Button, Inevitable

She was an engineer and physicist with an interest in cosmology, an historical discipline forever looking into the past, which is itself forever. Over time and in secret she invented this thing: a device, a button. The kind that you pressed. The button was housed within a box that contained two half-lived and particular isotopes separated by a brittle crystal oriented to the vertical.

The mechanics of operation were simple: depression bore the column down upon the upper isotope, crushing the crystal and bringing it into contact with its lower counterpart. Some might have described the process as brutal but this was refuted by the fragility of the crystal: a slivered boundary; the difference between ‘Yes’ and ‘No’.

The physics of the mechanism were more complex. Certain calculations based on the properties of the isotopes – as well as those of the crystal – had been made and processed via particularly imaginative formulae, resulting in a number of different hypotheses, all of which arrived at the same conclusion, albeit one that remained untested (1).

The box comprised a lead-lined inner cube and an outer aluminium shell, with four plastic nubbins on the base. The button was made of danger-red rubber and it was protected from accidental activation by a transparent lid that could be locked with a key. It was no bigger than a child’s picture cube and only a touch more weighty (2).

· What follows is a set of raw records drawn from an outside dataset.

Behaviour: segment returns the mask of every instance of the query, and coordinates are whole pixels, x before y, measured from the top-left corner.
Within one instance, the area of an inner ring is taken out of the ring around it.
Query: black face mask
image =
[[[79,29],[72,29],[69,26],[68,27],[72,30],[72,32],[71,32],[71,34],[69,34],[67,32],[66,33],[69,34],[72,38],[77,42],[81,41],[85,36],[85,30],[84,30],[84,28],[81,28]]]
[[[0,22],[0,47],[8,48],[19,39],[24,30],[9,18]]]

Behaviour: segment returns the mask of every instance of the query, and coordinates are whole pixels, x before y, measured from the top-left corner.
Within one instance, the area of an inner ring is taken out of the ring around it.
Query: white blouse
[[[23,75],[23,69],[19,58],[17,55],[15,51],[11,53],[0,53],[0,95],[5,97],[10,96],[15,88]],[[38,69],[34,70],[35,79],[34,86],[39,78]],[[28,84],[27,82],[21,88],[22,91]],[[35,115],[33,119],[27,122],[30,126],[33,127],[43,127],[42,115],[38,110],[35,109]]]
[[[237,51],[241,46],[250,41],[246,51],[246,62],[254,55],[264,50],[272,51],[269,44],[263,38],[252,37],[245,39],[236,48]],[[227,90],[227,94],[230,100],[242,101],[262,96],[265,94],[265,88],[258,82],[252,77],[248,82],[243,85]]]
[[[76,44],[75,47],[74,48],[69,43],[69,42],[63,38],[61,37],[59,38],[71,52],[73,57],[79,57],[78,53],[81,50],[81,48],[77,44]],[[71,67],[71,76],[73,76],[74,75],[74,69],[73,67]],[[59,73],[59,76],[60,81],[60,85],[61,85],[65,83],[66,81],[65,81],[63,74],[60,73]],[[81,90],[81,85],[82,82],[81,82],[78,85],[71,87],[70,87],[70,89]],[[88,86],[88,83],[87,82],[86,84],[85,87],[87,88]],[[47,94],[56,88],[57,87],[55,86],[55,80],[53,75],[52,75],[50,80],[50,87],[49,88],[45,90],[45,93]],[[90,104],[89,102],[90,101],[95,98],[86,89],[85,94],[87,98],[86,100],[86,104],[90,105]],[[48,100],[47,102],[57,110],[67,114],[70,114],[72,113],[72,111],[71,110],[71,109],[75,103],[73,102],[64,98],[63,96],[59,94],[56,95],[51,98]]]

If the existence of the button became known it would be referred to as something grand and destructive, or omniscient and all-powerful (3), but she believed it to be both more and also less than that. The button – like all good solutions – was simple and elegant and it wasn’t so much a question of would she or wouldn’t she, but when, because once such a button has been created how can it not be pushed?

(1) Obviously

(2) Early plans incorporated a factory reset option, but given the button’s function…

(3) ‘The Doomsday Button’; ‘The ‘Atropos Box’, etc.